Volt Bank calls for RBA to amend TFF scheme

George Lekakis

Industry newcomer Volt Bank wants the Reserve Bank to loosen restrictions on new lenders accessing the A$200 billion Term Funding Facility as it prepares to write its first home loans.

Co-founder and chief executive Steve Weston confirmed to Banking Day on Tuesday that Volt planned to begin marketing mortgages in the next three months.

“We’re poised to go in to the home lending market – our plan is to do it by the end of the year,” he said.

“Volt’s aim is to price our mortgages competitively, but that is going to be harder in the current environment where the four major banks get billions of funds through the Reserve Bank’s Term Funding Facility at only 0.25 per cent while new banks like us aren’t eligible for a cracker.

“We would like to see the government and the RBA amend the criteria for how that money is allocated so that we’re able to tap the facility also.”
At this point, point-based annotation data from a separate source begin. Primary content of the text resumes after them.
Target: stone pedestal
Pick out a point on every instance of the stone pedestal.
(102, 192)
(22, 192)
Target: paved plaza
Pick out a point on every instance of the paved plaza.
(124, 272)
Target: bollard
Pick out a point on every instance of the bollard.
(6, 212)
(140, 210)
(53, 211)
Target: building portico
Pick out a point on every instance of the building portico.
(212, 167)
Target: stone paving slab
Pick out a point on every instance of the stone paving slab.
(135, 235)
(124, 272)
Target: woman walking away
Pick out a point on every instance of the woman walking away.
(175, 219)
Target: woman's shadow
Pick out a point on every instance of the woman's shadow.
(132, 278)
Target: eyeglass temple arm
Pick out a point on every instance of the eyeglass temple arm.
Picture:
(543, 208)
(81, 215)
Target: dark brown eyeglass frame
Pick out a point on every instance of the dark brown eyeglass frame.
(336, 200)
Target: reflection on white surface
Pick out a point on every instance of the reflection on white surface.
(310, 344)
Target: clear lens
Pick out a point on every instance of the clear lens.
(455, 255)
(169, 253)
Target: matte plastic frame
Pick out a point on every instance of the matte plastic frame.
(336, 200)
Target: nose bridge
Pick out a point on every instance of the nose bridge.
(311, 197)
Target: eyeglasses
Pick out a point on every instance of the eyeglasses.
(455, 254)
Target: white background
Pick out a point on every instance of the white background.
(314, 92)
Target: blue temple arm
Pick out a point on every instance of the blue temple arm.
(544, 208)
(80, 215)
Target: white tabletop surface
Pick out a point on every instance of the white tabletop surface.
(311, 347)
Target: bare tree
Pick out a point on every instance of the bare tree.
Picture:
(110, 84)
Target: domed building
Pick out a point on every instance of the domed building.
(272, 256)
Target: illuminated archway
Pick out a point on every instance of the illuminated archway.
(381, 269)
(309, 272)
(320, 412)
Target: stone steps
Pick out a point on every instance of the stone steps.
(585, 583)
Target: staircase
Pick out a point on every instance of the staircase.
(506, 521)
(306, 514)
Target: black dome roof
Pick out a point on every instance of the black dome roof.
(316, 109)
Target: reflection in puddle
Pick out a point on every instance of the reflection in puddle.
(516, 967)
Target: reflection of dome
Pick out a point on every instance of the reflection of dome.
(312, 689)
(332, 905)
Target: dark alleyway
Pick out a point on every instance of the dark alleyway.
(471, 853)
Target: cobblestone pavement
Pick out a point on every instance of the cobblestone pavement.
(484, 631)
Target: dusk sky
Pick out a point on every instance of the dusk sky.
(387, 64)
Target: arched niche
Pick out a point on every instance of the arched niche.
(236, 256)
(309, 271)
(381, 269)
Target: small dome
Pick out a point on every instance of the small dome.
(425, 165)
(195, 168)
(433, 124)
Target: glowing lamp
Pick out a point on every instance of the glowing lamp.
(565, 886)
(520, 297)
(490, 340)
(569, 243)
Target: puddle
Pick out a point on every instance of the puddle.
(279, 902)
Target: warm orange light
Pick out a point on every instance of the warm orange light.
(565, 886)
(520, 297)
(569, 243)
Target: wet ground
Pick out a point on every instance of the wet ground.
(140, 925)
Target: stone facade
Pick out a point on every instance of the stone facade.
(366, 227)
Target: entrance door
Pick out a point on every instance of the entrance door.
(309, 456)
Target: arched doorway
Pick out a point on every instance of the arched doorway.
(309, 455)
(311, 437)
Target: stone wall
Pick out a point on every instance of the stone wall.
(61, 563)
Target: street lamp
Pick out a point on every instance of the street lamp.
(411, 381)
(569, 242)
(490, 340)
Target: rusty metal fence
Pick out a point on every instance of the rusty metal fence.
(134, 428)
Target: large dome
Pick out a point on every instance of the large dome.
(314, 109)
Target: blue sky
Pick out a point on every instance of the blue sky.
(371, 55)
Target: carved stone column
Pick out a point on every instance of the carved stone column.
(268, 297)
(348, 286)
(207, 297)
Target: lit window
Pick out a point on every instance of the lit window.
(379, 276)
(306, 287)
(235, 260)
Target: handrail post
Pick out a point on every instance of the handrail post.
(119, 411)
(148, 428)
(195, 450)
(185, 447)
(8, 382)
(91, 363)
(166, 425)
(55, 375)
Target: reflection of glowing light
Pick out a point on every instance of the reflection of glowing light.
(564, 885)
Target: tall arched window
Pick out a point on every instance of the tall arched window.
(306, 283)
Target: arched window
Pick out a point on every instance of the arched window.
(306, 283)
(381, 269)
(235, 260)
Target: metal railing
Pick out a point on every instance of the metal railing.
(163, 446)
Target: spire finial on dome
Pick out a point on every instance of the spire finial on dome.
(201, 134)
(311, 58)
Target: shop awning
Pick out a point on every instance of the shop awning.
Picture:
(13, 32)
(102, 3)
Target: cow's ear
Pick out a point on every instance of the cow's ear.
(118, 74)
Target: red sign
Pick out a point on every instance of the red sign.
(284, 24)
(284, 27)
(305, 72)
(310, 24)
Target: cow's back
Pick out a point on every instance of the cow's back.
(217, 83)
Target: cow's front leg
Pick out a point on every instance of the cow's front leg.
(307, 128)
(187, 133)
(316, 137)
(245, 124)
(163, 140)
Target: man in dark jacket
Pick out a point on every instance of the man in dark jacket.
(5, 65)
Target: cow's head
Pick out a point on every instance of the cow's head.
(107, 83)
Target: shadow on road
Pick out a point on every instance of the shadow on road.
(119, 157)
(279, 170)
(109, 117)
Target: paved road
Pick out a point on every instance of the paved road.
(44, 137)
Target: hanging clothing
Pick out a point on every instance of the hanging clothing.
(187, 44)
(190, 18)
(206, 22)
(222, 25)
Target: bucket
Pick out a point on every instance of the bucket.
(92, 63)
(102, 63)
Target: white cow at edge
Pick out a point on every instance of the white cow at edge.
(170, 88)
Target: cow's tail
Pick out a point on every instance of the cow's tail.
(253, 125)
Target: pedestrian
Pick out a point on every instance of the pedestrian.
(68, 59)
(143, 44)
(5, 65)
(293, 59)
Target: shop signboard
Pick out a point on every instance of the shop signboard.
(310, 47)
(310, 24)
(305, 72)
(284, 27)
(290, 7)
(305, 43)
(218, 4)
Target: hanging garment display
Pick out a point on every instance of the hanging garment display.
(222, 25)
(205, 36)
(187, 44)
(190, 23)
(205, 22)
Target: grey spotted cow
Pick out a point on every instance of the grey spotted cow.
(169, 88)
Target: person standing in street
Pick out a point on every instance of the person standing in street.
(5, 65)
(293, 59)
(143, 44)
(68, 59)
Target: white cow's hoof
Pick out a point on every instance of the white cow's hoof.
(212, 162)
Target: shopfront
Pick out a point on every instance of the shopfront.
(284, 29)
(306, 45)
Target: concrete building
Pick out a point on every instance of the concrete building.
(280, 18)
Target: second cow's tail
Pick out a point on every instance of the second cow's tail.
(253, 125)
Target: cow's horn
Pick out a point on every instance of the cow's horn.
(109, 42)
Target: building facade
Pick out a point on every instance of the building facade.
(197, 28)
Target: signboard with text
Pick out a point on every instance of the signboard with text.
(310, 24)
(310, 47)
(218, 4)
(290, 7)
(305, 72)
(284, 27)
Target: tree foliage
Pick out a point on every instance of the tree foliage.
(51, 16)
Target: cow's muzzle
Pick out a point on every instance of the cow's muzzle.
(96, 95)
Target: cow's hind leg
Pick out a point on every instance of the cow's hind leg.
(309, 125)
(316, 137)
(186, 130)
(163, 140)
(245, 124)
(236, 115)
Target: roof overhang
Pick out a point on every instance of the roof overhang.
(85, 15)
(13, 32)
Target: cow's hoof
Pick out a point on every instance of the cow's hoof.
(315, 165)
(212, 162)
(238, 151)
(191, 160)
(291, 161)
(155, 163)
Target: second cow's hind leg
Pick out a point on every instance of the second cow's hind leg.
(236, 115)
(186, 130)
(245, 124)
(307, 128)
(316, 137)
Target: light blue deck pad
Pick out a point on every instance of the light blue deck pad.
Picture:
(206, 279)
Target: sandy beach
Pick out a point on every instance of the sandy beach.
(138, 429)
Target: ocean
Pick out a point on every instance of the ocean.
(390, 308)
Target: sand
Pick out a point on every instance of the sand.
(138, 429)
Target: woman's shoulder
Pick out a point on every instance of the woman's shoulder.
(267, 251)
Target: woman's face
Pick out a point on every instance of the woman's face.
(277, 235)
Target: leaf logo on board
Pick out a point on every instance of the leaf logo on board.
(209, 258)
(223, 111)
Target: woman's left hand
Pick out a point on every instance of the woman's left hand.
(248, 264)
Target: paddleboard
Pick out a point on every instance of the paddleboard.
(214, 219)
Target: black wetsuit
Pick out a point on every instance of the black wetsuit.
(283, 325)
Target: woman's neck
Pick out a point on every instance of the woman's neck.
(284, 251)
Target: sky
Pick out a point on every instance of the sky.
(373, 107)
Volt is the latest financial institution to call for changes to the eligibility requirements of the TFF after other recent market entrants - 86 400 and Athena Home Loans - last week said it discriminated against small lenders.

The major banks are set to claim most of the TFF’s cheaply-priced cash because the RBA has determined allocations for each institution based on the value of loan assets already on their balance sheets.

The big four banks – CBA, Westpac, ANZ and NAB – together account for more than 80 per cent of mortgage and business lending in Australia which means they have received the largest allocations.

While new banks and home lenders acknowledge that the majors should account for the largest slices of the taxpayer-backed funding pie, they argue the current allocation rules are unduly boosting the dominance of the Big Four in the fixed rate mortgage market and putting small players at a disadvantage.

They want the RBA to widen the eligibility requirements to give new lenders deeper access to the facility.

The TFF allows banks and credit unions to tap the TFF for up to 3 per cent of their existing loan books.

That means a new bank like 86 400 is only eligible for approximately $1 million of TFF funding because it had a $39 million loan book at the end of July.

CBA, the country’s largest home lender, is in line to haul in more than $30 billion from the facility.

Volt, which secured a full banking licence in January last year, is eligible for no funding under the TFF rules because it currently has no loans sitting on its balance sheet.

“We’re at a competitive disadvantage to the major banks who can access the cheapest funding out there,” Weston said.

“Clearly, the intent of the government and the RBA introducing the TFF is to help the public and that is a good thing, but they should not lose sight of the anti-competitive effects of the facility in its current form, especially for new players like us.”

The major banks also are expected to use the cheap TFF funding to reclaim borrowers who fled to non-bank lenders in the last two years.

The RBA has excluded non-banks from accessing the TFF, a decision that is likely to severely erode competition in the home loan market.

Non-banks such as Athena Home Loans, which specialise in prime residential mortgages, are coming under the greatest pricing pressure from the major banks.

The impact is less severe on other non-bank lenders with alternative business models.

Evan Dwyer, the managing director of Melbourne-based lender, RedZed, said he was sympathetic to the challenges confronting new providers of home lending, but believes the Morrison Government’s measures have supported his business.

“I’m sympathetic to the arguments of the new lenders – it’s hard enough to start up a business to have your competitive position affected by the stroke of a pen,” he said.

“From RedZed’s perspective, I think the federal government has been actively supporting non-banks.

“The support for our business from the Australian Office of Financial Management has been outstanding.”

RedZed specializes in marketing mortgages and business loans to self-employed borrowers.